Commonwealth Games frei von Pandemiebeschränkungen

Im Vorfeld der Commonwealth Games lenkten etliche Medien die Scheinwerfer auf die Pandemie, da einige positive COVID-19-Tests prominente Ausfälle produzieren könnten. OK-Chef Ian Reid spricht von intensiven Plänen zu einer sicheren Durchführung des Events, die 3% positiven Tests in den ankommenden Delegationen wollte er nicht bestätigen. Gegenüber „Inside The Games“ sagte er: „Gesundheitsexperten schauen nicht nur auf das Ergebnis des PCR-Tests. Das Level der Infektiösität hat eine viel höhere Aussagekraft.“ Einschränkungen für das Verhalten von Athleten und Zuschauern gibt es in Birmingham nach britischem Standard keine, vielmehr spielt eigenverantwortliches Handeln in den Delegationen die Schlüsselrolle, so wie auch bei der gegenwärtig laufenden Fußball-EM der Frauen in England.

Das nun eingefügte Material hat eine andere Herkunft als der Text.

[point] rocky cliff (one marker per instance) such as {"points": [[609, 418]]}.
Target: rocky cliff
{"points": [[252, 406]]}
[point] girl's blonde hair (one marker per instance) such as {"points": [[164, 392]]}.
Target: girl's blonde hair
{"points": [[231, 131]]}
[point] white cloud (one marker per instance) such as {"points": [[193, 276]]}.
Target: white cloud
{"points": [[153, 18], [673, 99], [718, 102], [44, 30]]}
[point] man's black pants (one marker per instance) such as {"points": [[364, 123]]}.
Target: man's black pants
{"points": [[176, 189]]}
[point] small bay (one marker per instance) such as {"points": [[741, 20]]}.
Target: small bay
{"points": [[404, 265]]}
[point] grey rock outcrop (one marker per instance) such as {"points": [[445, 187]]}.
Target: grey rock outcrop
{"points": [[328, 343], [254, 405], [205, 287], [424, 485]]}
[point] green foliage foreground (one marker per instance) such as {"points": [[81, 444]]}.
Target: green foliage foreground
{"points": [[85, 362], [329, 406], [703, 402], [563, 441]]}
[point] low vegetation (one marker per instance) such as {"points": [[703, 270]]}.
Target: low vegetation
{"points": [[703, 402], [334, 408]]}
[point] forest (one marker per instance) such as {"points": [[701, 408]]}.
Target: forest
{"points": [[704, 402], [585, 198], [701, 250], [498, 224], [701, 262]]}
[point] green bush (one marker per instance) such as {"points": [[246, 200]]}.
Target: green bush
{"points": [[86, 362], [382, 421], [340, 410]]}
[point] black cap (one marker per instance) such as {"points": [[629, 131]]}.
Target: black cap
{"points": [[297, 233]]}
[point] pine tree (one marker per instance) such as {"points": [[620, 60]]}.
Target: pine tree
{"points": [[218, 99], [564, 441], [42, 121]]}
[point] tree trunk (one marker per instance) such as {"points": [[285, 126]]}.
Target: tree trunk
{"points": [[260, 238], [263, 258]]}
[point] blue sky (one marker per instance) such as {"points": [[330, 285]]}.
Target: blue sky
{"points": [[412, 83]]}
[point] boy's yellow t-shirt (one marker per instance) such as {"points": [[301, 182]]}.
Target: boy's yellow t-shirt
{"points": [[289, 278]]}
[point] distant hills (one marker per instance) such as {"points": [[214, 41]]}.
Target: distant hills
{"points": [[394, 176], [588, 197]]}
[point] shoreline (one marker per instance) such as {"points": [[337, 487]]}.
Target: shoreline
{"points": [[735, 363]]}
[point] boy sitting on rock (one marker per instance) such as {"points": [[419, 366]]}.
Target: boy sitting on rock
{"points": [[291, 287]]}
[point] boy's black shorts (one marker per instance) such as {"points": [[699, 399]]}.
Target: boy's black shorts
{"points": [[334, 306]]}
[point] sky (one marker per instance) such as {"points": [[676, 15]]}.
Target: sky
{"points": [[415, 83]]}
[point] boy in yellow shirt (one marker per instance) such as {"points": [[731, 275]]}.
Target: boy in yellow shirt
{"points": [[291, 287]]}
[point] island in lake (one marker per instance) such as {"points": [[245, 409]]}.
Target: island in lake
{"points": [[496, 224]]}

Durch ein ambitioniertes Aufforstungsprogramm in Mittelengland planen die Commonwealth Games eine kartonneutrale Schlussbilanz. „Wir demonstrieren unsere soziale Verantwortung und jene gegenüber unserer Umwelt. Außerdem unterstützen wir die regionale Wirtschaft“, so Reid. Außerdem gab die Commonwealth Games Federation gemeinsam mit der Welt Anti Doping Agentur (WADA) eine engere Zusammenarbeit in den nächsten vier Jahren bekannt.